Economy is Extraordinarily Ordinary, says Westpac
last updated 21/02/2021
20 February 2019 – The latest Westpac Economic Overview, published today, says that the economy is unusually average at the moment. Where will it go from here?
Right now, the New Zealand economy is in an extraordinarily ordinary position. Unemployment, inflation and the exchange rate are all close to average or neutral levels. And the output gap tells us the economy is running neither above nor below its capacity ‘speed limit’.
‘Such a balanced situation is something normally seen in economics textbooks, not real life,’ says Dominick Stephens, Westpac’s Chief Economist, in the introduction to the latest Westpac Economic Overview. ‘The big question is whether the next phase for the economy is up, down or sideways from here.’
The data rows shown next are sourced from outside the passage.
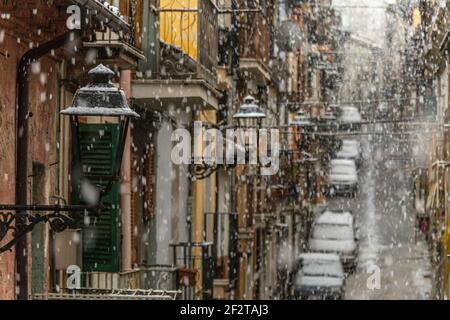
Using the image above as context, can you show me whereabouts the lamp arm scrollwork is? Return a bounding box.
[0,203,105,254]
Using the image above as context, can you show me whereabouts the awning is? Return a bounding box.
[31,289,181,300]
[72,0,131,33]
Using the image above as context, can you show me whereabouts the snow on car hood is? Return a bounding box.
[329,174,358,183]
[297,275,344,287]
[336,149,359,158]
[308,239,356,253]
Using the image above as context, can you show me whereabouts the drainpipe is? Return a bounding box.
[120,70,134,271]
[15,31,81,300]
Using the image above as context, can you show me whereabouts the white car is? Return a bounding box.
[308,211,358,271]
[336,139,362,166]
[328,159,358,197]
[292,253,345,300]
[376,102,389,119]
[291,110,311,125]
[339,106,362,129]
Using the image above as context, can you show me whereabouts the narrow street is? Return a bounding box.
[329,124,431,299]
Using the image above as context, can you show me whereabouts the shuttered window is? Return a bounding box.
[72,124,120,272]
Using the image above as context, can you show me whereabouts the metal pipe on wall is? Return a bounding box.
[15,31,81,300]
[120,70,133,271]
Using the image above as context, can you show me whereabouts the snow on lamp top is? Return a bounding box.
[233,96,266,119]
[61,64,139,118]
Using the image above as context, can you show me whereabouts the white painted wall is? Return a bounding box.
[155,120,173,264]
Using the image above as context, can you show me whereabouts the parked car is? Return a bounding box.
[339,106,362,130]
[291,110,311,125]
[308,211,358,272]
[375,102,389,119]
[328,159,358,197]
[292,253,345,300]
[336,139,362,167]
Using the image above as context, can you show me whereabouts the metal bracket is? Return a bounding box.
[0,204,105,254]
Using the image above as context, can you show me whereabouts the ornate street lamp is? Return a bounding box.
[61,64,139,198]
[0,65,139,254]
[233,96,266,128]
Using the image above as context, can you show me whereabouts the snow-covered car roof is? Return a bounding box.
[339,107,362,122]
[296,275,344,287]
[308,238,356,252]
[316,211,353,226]
[342,139,361,146]
[330,159,356,168]
[299,252,341,261]
[298,253,344,277]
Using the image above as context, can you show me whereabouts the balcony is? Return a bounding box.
[132,0,219,111]
[31,268,181,300]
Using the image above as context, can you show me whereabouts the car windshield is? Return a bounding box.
[313,224,353,240]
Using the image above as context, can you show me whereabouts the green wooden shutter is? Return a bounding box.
[72,124,120,272]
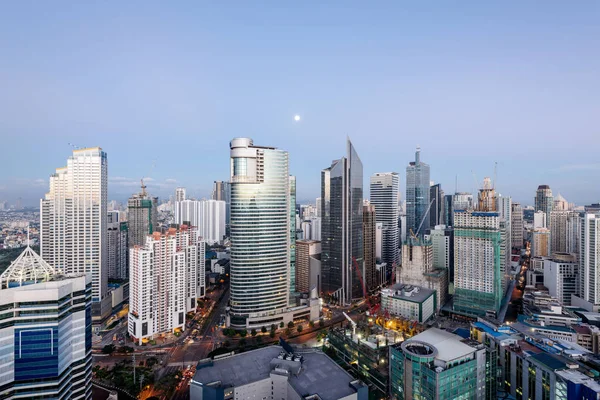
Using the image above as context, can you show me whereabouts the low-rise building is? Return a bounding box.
[190,345,369,400]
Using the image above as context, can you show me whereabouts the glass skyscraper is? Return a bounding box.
[406,147,430,236]
[229,138,292,328]
[321,140,364,304]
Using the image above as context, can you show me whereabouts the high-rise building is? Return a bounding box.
[175,200,227,245]
[296,240,321,293]
[107,211,129,279]
[127,182,158,247]
[579,212,600,305]
[175,187,187,201]
[406,147,430,235]
[370,172,400,266]
[390,328,488,400]
[363,204,379,291]
[40,147,110,317]
[428,183,444,229]
[454,210,503,316]
[230,138,292,327]
[510,203,523,249]
[534,185,554,228]
[0,246,92,400]
[321,140,363,304]
[128,225,204,344]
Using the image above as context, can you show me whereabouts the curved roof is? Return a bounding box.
[0,246,55,289]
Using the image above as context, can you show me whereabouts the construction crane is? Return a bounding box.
[342,312,356,336]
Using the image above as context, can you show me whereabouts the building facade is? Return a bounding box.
[128,225,204,345]
[40,147,110,316]
[127,183,158,247]
[230,138,291,327]
[0,247,93,400]
[370,172,400,266]
[406,147,430,235]
[321,140,364,304]
[454,211,503,315]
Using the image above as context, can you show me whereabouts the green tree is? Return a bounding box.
[102,344,117,354]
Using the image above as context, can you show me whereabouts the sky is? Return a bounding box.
[0,0,600,205]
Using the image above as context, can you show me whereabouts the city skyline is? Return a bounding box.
[0,2,600,205]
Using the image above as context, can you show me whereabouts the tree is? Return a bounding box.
[102,344,117,354]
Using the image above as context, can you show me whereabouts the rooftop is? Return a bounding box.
[193,346,356,400]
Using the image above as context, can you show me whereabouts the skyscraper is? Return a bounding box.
[321,139,363,304]
[40,147,110,316]
[510,203,523,249]
[579,212,600,305]
[128,225,204,344]
[0,246,92,400]
[406,147,430,235]
[535,185,554,228]
[370,172,400,267]
[229,138,292,327]
[127,182,158,247]
[107,211,129,279]
[428,183,444,230]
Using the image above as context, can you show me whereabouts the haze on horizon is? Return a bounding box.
[0,1,600,206]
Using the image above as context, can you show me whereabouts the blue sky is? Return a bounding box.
[0,0,600,208]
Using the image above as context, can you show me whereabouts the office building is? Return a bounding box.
[579,212,600,305]
[40,147,110,319]
[296,240,321,293]
[175,200,227,245]
[127,182,158,248]
[406,147,430,235]
[362,204,380,291]
[454,211,503,315]
[0,246,93,400]
[390,328,488,400]
[534,185,554,228]
[211,181,231,235]
[510,203,524,249]
[543,258,580,306]
[107,211,129,279]
[289,175,300,293]
[128,225,204,345]
[428,183,444,229]
[229,138,292,327]
[381,283,438,323]
[370,172,400,266]
[190,346,369,400]
[321,140,364,304]
[531,228,550,257]
[175,187,187,202]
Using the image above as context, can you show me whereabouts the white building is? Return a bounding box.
[40,147,110,318]
[0,247,92,400]
[381,283,437,323]
[370,172,400,265]
[175,200,227,245]
[128,225,204,344]
[544,259,580,306]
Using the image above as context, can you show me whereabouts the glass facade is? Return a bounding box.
[230,139,291,327]
[406,149,430,235]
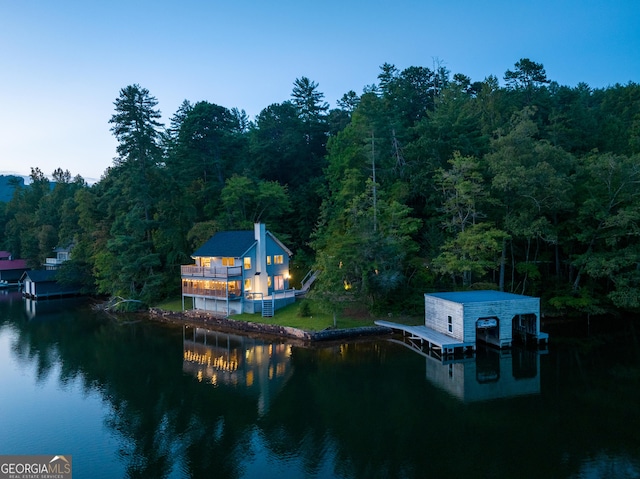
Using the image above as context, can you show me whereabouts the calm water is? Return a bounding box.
[0,293,640,479]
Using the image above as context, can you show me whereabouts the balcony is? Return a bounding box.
[182,283,240,300]
[180,265,242,279]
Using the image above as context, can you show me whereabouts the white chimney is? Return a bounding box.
[253,223,269,296]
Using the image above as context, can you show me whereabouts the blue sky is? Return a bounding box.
[0,0,640,179]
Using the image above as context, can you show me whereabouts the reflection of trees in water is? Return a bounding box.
[5,306,640,478]
[8,312,256,478]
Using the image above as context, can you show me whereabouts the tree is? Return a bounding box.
[109,85,163,221]
[95,85,163,302]
[504,58,549,90]
[573,154,640,310]
[291,76,329,123]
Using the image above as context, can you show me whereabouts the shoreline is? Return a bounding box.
[148,308,392,343]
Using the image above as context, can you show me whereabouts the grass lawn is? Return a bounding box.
[154,298,193,312]
[149,298,424,331]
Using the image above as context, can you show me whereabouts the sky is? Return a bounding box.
[0,0,640,182]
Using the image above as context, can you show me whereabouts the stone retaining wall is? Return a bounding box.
[149,308,392,341]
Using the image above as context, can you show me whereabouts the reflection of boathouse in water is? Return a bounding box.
[426,347,540,402]
[182,326,292,414]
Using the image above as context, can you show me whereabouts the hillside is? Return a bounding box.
[0,175,24,203]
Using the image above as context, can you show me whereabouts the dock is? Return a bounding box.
[374,320,476,357]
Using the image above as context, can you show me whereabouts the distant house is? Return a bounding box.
[20,269,81,299]
[43,245,73,270]
[0,251,29,284]
[424,291,549,348]
[181,223,295,316]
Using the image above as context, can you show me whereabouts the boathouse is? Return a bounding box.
[0,251,29,284]
[424,291,549,348]
[20,269,81,299]
[375,291,549,359]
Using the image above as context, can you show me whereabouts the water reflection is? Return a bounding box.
[0,298,640,479]
[390,339,548,403]
[182,326,293,416]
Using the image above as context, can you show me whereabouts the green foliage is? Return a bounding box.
[5,65,640,323]
[298,299,311,318]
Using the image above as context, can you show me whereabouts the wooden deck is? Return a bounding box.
[375,320,476,356]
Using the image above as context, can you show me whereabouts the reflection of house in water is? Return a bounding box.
[182,326,292,414]
[392,340,546,402]
[19,293,86,319]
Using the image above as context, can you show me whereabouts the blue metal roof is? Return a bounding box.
[425,290,533,303]
[191,231,256,258]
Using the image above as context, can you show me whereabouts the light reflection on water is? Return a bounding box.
[0,294,640,479]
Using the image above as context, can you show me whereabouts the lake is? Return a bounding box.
[0,291,640,479]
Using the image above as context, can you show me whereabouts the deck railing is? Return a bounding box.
[182,284,240,299]
[180,265,242,278]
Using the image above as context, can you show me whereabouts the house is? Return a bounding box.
[43,245,73,270]
[0,251,29,284]
[20,269,81,299]
[424,291,549,348]
[181,223,295,316]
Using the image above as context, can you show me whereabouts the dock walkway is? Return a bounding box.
[375,320,476,355]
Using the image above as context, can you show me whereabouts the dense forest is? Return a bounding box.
[0,58,640,315]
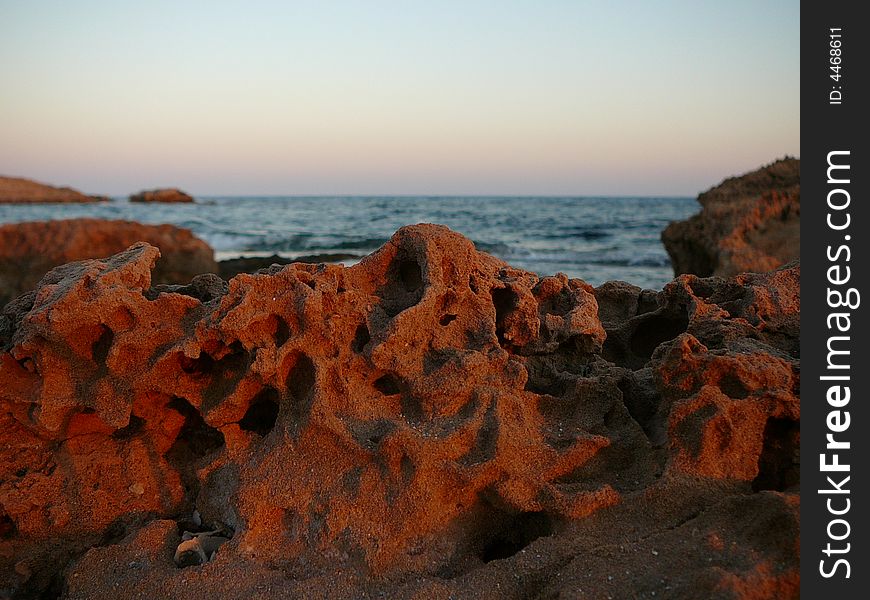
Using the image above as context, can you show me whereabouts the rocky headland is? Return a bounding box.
[662,158,800,277]
[0,218,218,306]
[0,177,108,204]
[0,223,800,600]
[130,188,194,202]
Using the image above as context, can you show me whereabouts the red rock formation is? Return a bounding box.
[0,225,799,598]
[662,158,800,277]
[0,177,108,204]
[0,219,217,305]
[130,188,193,202]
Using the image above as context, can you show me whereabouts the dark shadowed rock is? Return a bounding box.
[662,158,800,277]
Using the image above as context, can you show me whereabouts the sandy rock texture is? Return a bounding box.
[662,158,801,277]
[0,225,800,600]
[0,218,217,305]
[0,177,108,204]
[130,188,193,202]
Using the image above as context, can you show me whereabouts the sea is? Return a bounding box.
[0,196,699,289]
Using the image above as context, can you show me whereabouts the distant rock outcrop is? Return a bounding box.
[0,225,800,600]
[0,177,108,204]
[0,218,217,307]
[662,158,800,277]
[130,188,193,202]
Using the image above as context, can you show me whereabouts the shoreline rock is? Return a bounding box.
[0,218,217,306]
[130,188,194,202]
[662,158,800,277]
[218,253,363,280]
[0,177,108,204]
[0,225,800,599]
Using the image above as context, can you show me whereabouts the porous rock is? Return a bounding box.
[0,218,217,305]
[0,225,800,599]
[0,177,109,204]
[662,158,800,277]
[130,188,193,202]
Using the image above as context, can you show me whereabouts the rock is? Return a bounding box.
[0,218,217,306]
[218,252,362,279]
[662,158,800,277]
[0,177,108,204]
[0,225,800,599]
[173,529,229,567]
[130,188,193,202]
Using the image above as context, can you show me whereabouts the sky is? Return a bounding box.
[0,0,800,195]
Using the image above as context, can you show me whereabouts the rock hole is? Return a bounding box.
[350,321,372,354]
[375,250,424,318]
[275,315,290,348]
[202,341,251,408]
[91,325,115,365]
[752,417,801,492]
[490,287,520,344]
[239,387,280,437]
[438,314,456,327]
[479,512,554,563]
[399,394,426,424]
[374,373,401,396]
[178,352,214,375]
[348,419,396,450]
[166,396,224,462]
[719,372,749,400]
[0,504,18,540]
[399,260,423,292]
[630,307,689,368]
[287,354,317,431]
[112,415,145,440]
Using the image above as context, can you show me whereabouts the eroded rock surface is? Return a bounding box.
[130,188,193,202]
[662,158,800,277]
[0,218,217,305]
[0,225,800,599]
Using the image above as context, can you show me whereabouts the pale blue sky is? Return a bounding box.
[0,0,800,195]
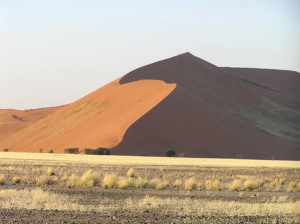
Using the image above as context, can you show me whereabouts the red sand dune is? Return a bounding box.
[0,53,300,160]
[0,106,63,141]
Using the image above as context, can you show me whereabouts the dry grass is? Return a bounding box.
[0,174,5,185]
[244,180,263,191]
[205,180,222,191]
[155,180,169,190]
[12,177,21,184]
[289,181,297,188]
[0,152,300,168]
[197,182,203,191]
[184,177,197,191]
[117,177,133,189]
[172,179,182,189]
[135,177,149,188]
[47,167,55,176]
[66,174,80,188]
[80,170,100,187]
[0,188,83,210]
[34,176,58,186]
[229,179,242,191]
[102,173,117,189]
[127,168,134,177]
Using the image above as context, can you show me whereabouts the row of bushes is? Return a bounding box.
[64,147,110,155]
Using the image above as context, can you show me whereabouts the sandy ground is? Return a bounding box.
[0,154,300,223]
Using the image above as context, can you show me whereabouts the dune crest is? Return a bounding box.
[1,80,176,152]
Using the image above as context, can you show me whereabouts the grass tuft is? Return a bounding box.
[102,173,117,189]
[127,168,134,177]
[184,177,196,191]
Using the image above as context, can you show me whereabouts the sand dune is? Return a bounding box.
[0,80,176,152]
[0,53,300,160]
[0,106,63,141]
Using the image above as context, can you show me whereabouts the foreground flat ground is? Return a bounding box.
[0,152,300,223]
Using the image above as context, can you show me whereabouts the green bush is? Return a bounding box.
[64,148,79,154]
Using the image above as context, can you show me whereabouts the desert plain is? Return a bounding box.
[0,152,300,223]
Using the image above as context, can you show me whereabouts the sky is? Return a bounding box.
[0,0,300,109]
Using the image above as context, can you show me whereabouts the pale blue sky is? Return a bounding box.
[0,0,300,109]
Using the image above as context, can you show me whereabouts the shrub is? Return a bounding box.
[205,180,212,191]
[12,177,21,184]
[47,167,55,176]
[172,179,182,189]
[102,173,117,189]
[117,177,131,189]
[270,180,277,188]
[66,174,80,188]
[155,180,169,190]
[244,180,263,191]
[289,181,297,188]
[64,148,79,154]
[84,148,96,155]
[166,149,176,157]
[80,170,100,187]
[197,182,203,191]
[149,178,160,188]
[35,176,58,186]
[135,177,148,188]
[184,177,196,191]
[95,147,110,155]
[0,174,5,185]
[212,180,222,191]
[279,179,285,185]
[229,179,242,191]
[127,168,134,177]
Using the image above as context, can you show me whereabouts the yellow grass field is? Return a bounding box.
[0,152,300,168]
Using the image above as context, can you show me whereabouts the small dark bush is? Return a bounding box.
[84,148,96,155]
[64,148,79,154]
[166,149,176,157]
[95,147,110,155]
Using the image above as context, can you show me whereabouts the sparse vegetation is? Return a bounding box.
[64,148,79,154]
[127,168,134,177]
[184,177,197,191]
[229,179,242,191]
[0,174,5,185]
[135,177,148,188]
[102,173,117,188]
[0,152,300,223]
[166,149,176,157]
[47,167,55,176]
[172,179,182,189]
[80,170,100,187]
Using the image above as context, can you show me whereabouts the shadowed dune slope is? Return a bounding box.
[0,80,176,152]
[113,53,300,159]
[0,53,300,160]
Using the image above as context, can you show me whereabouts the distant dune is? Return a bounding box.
[0,53,300,160]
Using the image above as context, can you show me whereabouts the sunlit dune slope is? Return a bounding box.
[0,80,176,152]
[113,53,300,160]
[0,106,63,141]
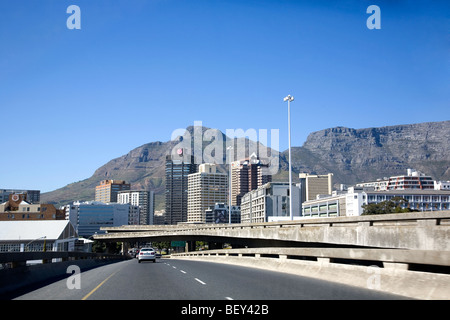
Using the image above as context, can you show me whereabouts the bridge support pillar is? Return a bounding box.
[208,242,223,250]
[186,241,195,252]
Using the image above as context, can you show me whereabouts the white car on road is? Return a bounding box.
[137,248,156,263]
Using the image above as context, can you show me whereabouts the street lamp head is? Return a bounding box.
[283,94,294,102]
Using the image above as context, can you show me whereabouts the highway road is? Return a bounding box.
[15,259,408,300]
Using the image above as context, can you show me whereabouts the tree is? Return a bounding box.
[362,196,413,215]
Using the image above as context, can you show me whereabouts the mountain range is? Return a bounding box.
[41,120,450,209]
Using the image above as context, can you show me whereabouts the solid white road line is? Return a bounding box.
[195,278,206,285]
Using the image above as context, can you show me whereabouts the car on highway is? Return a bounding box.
[137,248,156,263]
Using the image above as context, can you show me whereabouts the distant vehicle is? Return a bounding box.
[137,248,156,263]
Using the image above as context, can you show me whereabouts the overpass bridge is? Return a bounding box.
[91,211,450,299]
[0,211,450,300]
[94,211,450,251]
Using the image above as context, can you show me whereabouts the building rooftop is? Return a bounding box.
[0,220,74,241]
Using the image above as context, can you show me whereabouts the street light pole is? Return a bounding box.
[284,95,294,220]
[227,146,233,224]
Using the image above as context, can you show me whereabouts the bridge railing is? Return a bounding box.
[100,211,450,235]
[0,251,124,269]
[171,247,450,300]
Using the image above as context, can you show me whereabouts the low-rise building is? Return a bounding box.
[0,193,66,221]
[205,203,241,223]
[67,201,139,238]
[302,186,450,217]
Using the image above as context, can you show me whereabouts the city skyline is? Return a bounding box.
[0,0,450,192]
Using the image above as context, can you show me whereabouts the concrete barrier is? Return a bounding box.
[0,252,124,299]
[171,248,450,300]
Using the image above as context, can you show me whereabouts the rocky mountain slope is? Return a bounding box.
[41,121,450,208]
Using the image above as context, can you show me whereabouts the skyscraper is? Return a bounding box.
[164,149,197,224]
[231,154,272,206]
[188,163,228,223]
[95,180,130,203]
[299,173,333,202]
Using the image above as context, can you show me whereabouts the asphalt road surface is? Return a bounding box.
[15,259,408,300]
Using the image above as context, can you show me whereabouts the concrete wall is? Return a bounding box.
[171,248,450,300]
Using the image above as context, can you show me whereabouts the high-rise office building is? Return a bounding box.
[164,149,197,224]
[95,180,130,203]
[117,190,155,225]
[0,189,41,204]
[299,173,333,202]
[188,163,228,223]
[231,154,272,206]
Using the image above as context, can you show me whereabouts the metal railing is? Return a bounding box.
[0,251,127,269]
[172,247,450,273]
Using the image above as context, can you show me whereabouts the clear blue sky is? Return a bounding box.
[0,0,450,192]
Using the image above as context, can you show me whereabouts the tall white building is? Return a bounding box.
[187,163,228,223]
[117,190,155,225]
[241,182,301,223]
[66,201,139,238]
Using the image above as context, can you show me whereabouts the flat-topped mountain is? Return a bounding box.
[41,121,450,209]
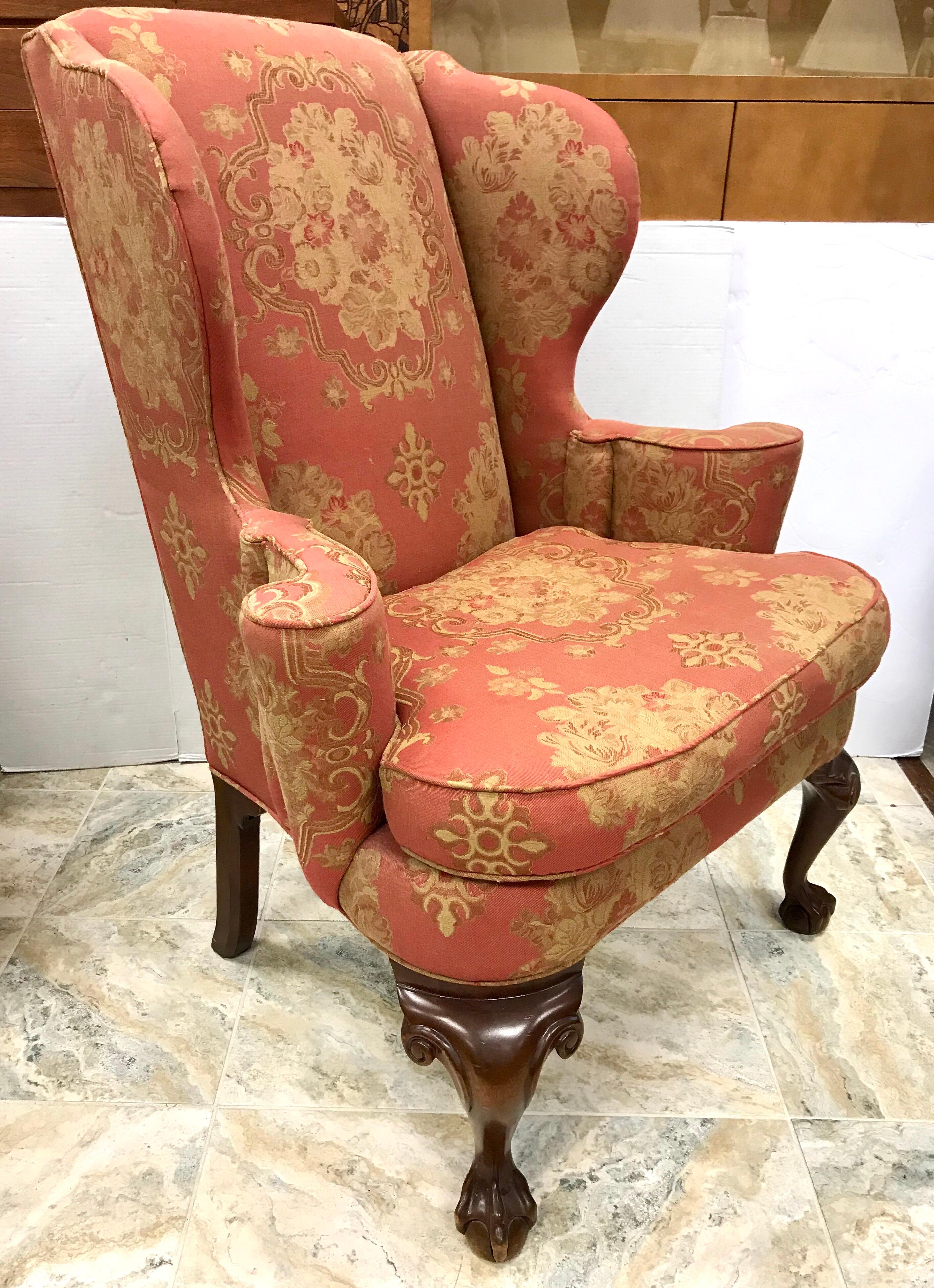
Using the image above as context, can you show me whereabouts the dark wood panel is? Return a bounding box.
[0,27,32,111]
[0,111,49,188]
[600,102,736,219]
[724,103,934,223]
[0,0,334,20]
[0,188,62,216]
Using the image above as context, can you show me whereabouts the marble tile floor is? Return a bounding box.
[0,760,934,1288]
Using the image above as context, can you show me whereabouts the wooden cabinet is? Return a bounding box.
[0,0,335,216]
[410,0,934,221]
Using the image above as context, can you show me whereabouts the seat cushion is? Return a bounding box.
[339,694,854,984]
[381,528,888,881]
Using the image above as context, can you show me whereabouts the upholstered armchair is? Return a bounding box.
[23,9,888,1261]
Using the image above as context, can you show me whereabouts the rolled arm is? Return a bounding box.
[564,420,801,554]
[240,510,396,907]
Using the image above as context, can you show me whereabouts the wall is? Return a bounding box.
[720,224,934,756]
[0,219,934,769]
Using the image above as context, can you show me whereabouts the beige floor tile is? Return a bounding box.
[709,802,934,934]
[219,921,459,1110]
[39,788,283,921]
[885,805,934,886]
[178,1109,839,1288]
[0,1103,210,1288]
[624,860,724,930]
[0,769,107,792]
[0,917,27,970]
[857,756,921,806]
[104,760,214,795]
[734,931,934,1118]
[0,789,95,917]
[0,917,249,1104]
[795,1122,934,1288]
[265,836,347,922]
[535,926,783,1116]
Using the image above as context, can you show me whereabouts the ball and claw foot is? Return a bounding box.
[453,1154,538,1261]
[778,751,859,935]
[393,962,584,1261]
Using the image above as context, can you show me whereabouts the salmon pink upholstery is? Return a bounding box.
[381,528,888,881]
[23,8,888,983]
[340,697,853,984]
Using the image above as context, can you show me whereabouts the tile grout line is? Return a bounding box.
[170,927,260,1288]
[718,917,849,1288]
[0,769,110,975]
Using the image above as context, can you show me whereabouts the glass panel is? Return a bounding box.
[432,0,934,76]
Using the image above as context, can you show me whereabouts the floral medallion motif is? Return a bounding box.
[196,680,237,769]
[212,46,452,407]
[269,461,396,593]
[387,424,444,523]
[387,537,670,652]
[433,792,554,877]
[451,102,629,354]
[159,492,208,599]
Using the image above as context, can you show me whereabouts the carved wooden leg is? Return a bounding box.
[211,774,263,957]
[778,751,859,935]
[393,962,584,1261]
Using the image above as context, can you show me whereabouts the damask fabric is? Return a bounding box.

According to the Overview, ‘The global economy is slowing, but we think financial markets and newswires are overplaying the downside risks. The slowdown to date has been very consistent with our earlier forecasts. We expect global growth will keep ticking over, just not as vigorously as the 2017 peak. Crucially, we still expect the US Federal Reserve will lift interest rates this year, whereas financial markets have gone off the idea. If we are right, the New Zealand dollar/US dollar exchange rate will fall.’
‘In New Zealand there was a clear economic slowdown in late 2018, and it was deeper than we expected. But we expect momentum will be regained this year. Petrol prices have unwound most of their previous spike, which will allow bruised household wallets to heal. Government spending and a successful farm sector will be the other key drivers.’
‘That said, we retain our long-held view that the economy will slow again in the early 2020s. One major reason is that we are about to hit peak construction. Population growth is slowing more sharply than previously understood, and earthquake reconstruction is winding down. We expect residential construction to peak in 2019 and fall slightly from there. That will be a real change from the 2010s, when homebuilding activity more than doubled.’
‘Tying it all together, we expect the economy to remain in a fairly neutral position overall, so we are forecasting no change in the OCR for the coming three years.’
Impact of RBNZ bank capital requirements
In December the Reserve Bank proposed that New Zealand banks should be required to hold more capital. This is the subject of a special topic in the Overview, which is worth reading in full.
The RBNZ proposes that the increase in capital would take place gradually over five years, and envisages that banks would build up capital by retaining earnings rather than paying dividends.
The issue here is that capital is more costly for banks than debt, so requiring banks to hold more capital will increase their cost of doing business. Banks might absorb some of this as a lower return on equity but, to at least some extent, higher costs will be passed on to customers in the form of a wider margin between deposit rates and lending rates.
One key impact could be a tightening in credit conditions. ‘Banks can build the ratio of capital to risk-weighted assets in two ways – increasing capital, or restricting risk-weighted assets,’ explains the Overview. ‘Opting for the latter would mean banks becoming more restrictive on lending, with business and agricultural loans affected most.’ This would clearly affect franchise growth as franchisees' ability to arrange and service borrowing is reduced.
The bank’s view is that the proposed capital requirements would lead to higher lending rates, lower deposit rates and no change in the neutral OCR.